A Letter from October GSFF author Rin Chupeco

With blends of the classic vampire genre along with themes for the more modern reader, Rin Chupeco has made a great entry into the genre as her first adult fantasy novel. Read more directly from her in this author letter below.

Hello, readers!

I’ve been writing books for young adults since 2014, but I had always wanted to try my hand at an adult fantasy book, a particular itch I didn’t get to scratch until nearly seven years later. I tried to be thoughtful about themes and issues in all my YA series and wrote primarily for my teen readers, but when I first envisioned Silver Under Nightfall all I wanted was to be self- indulgent. I wanted to write for myself as my own target market, a book that would be my first choice to pick up and read. I wanted to write something that was fun and enjoyable and ridiculous. I wanted to write a protagonist who I can see more of myself in than any other character I’d ever written – someone who ran their mouth off a lot, was a bit pathetic and very awkward, who always felt out of place. But at the same time I wanted someone who was also very unlike me, to provide that necessary distance I needed to write honestly – someone who was far braver in their choices than I was, far kinder in their actions. And once that idea solidified Remy was there, kicking those doors in my mind open and going “Well? What are you waiting for?”

I wanted to write a setting with ties to the Regency era (if you squint a little, maybe get a new pair of glasses), but also pepper in some modern vocabulary and expressions so that it wasn’t really. I wanted to write about sex, but intimately rather than explicitly. I wanted healthy and unhealthy relationships, filtered through my own experiences of what I think happiness ought to look like.

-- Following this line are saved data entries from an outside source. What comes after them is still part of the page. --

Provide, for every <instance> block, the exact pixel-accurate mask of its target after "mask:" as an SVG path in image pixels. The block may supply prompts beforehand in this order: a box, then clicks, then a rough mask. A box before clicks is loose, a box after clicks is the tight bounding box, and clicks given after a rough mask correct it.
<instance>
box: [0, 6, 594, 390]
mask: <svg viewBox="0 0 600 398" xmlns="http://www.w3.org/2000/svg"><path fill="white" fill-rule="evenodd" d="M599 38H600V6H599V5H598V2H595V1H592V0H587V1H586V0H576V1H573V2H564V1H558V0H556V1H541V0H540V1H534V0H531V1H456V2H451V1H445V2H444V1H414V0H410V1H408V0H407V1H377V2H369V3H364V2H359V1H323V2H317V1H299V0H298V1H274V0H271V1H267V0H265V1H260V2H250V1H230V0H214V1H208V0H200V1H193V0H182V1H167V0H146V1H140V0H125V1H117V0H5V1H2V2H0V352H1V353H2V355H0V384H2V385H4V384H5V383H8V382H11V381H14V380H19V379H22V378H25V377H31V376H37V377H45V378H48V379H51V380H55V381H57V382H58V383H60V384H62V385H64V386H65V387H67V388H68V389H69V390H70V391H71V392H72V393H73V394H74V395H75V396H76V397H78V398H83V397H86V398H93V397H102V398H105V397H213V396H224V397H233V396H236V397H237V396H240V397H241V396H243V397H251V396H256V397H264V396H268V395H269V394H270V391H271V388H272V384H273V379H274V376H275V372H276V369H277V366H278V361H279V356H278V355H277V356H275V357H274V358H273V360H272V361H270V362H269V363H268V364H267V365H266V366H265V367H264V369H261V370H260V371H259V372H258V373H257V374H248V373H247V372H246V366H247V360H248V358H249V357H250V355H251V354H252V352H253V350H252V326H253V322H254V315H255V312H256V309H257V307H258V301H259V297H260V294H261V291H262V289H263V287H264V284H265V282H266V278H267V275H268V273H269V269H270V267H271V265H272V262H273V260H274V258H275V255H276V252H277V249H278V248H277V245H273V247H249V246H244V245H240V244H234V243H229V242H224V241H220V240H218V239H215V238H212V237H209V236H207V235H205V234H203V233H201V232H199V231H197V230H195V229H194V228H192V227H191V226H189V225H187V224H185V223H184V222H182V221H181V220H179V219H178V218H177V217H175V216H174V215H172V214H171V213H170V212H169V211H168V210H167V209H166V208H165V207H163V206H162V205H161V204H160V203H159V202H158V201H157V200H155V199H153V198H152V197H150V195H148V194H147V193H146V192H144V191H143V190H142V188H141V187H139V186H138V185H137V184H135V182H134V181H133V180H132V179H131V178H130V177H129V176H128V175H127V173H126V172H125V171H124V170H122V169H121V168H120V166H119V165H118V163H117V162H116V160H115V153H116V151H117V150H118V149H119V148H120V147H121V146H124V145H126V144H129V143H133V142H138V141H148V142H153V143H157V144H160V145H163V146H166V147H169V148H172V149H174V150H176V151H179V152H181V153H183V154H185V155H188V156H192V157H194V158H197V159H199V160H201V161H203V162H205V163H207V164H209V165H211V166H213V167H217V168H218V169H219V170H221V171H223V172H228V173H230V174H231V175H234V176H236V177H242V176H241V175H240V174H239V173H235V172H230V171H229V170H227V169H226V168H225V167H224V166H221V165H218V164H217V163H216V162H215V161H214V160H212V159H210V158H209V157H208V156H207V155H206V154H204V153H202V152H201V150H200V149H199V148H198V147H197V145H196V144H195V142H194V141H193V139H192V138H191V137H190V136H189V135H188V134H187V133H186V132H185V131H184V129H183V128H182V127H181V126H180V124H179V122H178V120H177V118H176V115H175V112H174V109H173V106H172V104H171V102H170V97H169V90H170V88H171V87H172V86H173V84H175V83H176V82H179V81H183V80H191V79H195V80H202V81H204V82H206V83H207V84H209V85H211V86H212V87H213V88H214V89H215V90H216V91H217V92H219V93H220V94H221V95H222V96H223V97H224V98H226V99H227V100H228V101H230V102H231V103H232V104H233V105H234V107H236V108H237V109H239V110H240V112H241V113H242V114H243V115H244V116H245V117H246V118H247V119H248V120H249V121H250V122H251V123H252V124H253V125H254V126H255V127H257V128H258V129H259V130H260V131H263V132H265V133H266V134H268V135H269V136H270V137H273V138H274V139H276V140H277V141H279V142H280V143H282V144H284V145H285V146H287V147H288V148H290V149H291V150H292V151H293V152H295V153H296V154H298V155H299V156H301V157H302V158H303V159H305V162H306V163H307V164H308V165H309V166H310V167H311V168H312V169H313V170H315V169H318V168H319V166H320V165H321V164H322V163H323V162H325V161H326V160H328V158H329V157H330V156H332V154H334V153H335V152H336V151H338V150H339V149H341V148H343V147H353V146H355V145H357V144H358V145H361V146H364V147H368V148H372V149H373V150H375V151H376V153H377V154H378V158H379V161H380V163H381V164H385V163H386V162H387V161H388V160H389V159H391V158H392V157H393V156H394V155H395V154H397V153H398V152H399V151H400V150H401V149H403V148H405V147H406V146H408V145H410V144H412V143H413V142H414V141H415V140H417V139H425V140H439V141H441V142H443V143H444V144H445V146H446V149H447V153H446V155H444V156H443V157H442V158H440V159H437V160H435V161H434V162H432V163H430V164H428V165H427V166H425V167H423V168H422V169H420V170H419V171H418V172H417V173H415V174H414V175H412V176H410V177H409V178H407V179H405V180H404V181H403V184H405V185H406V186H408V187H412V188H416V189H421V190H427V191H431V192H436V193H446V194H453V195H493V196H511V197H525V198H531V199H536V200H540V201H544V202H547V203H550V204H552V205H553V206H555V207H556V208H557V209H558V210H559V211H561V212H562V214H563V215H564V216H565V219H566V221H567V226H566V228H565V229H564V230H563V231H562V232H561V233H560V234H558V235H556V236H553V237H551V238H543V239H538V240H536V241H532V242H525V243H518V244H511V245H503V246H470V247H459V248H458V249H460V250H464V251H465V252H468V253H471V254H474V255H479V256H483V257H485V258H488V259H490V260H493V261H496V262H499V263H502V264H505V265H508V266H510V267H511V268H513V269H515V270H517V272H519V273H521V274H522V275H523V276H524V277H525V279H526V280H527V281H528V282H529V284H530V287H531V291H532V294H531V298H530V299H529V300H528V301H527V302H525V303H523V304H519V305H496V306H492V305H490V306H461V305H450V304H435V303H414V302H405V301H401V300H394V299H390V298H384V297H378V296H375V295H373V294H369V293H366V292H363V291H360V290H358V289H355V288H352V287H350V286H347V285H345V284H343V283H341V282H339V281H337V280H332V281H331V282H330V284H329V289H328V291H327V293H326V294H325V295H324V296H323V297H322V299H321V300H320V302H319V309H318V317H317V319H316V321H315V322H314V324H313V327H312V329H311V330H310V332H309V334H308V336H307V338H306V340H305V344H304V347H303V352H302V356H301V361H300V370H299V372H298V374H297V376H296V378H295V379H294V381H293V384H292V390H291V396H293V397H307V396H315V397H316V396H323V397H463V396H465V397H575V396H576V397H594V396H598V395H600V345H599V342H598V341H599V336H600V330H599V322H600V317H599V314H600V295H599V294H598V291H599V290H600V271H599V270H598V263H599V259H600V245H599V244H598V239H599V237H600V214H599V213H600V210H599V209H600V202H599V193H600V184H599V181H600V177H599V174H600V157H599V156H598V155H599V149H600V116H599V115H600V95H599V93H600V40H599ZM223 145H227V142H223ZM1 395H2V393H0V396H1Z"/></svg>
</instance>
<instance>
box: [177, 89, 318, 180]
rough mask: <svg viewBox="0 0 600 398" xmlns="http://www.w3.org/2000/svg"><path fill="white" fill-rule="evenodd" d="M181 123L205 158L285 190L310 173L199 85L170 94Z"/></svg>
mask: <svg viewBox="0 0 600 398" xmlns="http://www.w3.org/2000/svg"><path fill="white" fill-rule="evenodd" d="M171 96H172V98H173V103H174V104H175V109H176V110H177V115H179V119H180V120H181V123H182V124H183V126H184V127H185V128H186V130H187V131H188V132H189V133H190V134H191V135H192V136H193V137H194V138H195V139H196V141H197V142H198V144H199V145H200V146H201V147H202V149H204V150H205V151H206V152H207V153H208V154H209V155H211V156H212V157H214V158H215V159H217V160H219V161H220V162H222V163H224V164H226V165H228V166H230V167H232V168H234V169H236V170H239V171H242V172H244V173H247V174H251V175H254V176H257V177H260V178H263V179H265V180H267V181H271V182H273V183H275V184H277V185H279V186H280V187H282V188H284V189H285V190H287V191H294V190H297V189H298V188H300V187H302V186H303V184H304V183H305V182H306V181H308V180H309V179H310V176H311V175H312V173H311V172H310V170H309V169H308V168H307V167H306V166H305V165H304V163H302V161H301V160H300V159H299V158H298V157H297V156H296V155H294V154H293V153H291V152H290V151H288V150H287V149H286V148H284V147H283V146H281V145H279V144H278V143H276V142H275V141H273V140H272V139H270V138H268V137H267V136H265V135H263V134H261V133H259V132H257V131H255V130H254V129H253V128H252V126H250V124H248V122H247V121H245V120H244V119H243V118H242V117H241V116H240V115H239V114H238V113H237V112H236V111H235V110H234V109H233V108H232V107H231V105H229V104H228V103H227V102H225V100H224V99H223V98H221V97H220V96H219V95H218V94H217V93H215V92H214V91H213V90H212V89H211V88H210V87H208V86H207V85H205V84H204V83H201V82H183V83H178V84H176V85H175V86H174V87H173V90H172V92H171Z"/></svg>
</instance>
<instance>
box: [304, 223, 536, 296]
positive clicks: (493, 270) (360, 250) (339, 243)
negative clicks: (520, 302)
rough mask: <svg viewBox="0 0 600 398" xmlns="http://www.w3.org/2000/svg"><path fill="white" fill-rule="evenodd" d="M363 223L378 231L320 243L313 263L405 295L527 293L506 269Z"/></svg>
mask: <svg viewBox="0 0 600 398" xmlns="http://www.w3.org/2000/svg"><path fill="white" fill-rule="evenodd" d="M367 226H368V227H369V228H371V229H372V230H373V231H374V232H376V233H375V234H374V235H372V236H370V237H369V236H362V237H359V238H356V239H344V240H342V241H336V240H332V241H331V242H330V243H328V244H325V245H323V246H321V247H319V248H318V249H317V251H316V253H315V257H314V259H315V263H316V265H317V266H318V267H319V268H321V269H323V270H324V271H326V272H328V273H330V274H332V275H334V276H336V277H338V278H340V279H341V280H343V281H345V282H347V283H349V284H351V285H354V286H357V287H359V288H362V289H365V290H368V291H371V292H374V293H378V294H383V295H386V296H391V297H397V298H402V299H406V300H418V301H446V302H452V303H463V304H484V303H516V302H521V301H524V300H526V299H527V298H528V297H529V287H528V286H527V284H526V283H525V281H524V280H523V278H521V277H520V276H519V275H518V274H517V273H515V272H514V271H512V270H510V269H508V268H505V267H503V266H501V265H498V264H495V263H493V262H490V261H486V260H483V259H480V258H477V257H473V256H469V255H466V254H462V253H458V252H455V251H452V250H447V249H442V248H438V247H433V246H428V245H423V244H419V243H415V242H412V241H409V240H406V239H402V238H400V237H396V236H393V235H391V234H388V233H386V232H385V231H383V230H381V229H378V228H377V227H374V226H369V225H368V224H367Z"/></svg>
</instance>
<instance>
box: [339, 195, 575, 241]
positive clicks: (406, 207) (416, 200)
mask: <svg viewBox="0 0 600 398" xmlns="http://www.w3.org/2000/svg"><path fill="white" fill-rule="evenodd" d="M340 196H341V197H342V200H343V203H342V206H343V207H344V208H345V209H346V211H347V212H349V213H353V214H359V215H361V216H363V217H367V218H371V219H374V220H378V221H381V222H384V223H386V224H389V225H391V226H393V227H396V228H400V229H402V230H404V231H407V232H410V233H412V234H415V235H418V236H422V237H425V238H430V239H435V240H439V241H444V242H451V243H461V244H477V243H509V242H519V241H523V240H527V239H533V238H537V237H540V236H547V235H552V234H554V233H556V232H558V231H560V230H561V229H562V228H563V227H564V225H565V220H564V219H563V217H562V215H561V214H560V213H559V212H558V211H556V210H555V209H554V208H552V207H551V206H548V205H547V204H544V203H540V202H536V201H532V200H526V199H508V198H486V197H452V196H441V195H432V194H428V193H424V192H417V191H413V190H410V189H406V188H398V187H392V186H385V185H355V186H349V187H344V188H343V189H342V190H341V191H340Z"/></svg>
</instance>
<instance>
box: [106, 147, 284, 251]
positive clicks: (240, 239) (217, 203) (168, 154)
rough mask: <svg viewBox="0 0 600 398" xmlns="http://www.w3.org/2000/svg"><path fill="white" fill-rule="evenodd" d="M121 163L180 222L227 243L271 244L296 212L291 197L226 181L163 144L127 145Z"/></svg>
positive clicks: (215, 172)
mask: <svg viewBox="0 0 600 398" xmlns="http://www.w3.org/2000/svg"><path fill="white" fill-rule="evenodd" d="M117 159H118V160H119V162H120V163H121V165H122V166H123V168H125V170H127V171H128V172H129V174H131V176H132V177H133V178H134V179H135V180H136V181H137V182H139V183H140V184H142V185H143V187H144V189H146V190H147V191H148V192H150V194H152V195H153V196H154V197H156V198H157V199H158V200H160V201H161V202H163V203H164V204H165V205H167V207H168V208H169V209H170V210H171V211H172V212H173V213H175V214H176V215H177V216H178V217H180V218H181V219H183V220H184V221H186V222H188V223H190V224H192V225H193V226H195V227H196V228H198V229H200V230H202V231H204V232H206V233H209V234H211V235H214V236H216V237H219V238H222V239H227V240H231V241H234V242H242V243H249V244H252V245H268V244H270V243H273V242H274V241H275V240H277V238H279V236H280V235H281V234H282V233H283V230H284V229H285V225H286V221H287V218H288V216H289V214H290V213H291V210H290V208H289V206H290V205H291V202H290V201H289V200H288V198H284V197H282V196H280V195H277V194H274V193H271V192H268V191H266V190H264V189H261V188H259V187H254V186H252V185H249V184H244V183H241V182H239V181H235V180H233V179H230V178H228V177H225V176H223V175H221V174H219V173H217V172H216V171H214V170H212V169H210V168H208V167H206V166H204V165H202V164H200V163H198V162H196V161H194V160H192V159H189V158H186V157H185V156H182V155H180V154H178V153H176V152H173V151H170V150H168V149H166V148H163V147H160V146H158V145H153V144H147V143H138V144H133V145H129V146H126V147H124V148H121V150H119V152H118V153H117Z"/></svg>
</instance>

I’m a huge fan of vampires and gothic fiction, and spent a distressing majority of my childhood playing games like Castlevania and Vampire the Masquerade on as many consoles as I could get my hands on, so of course I wanted them romantic, vicious, but still human in many ways. I started reading horror early (Stephen King’s Pet Sematary at seven years old, which my parents weren’t necessarily happy about despite constantly encouraging me to read). From there I’ve read, watched, and found favourites in The Vampire Lestat, Vampire Hunter D, Salem’s Lot, Vampire Princess Miyu, Buffy. There were so many subversions of what vampires ought and ought not to be, and I wanted to put my own stamp into a genre that I have loved for so long, just to show my appreciation of all these vampires I adore.

And this is the result of all those eccentricities.

It’s strange to say that Silver Under Nightfall is all about humanity when there are kindred crawling out from every corner of this book. But vampires are all about being outsiders in a place where you don’t always feel like you belong, and it’s that otherness that both repels and attracts me, as I think it does so many the world over. Most importantly, I just wanted to write about something fun, and this is what fun looks like to me. Thank you so much for going on this mad journey with Remy, Xiaodan, and Zidan, and I hope you enjoyed the ride!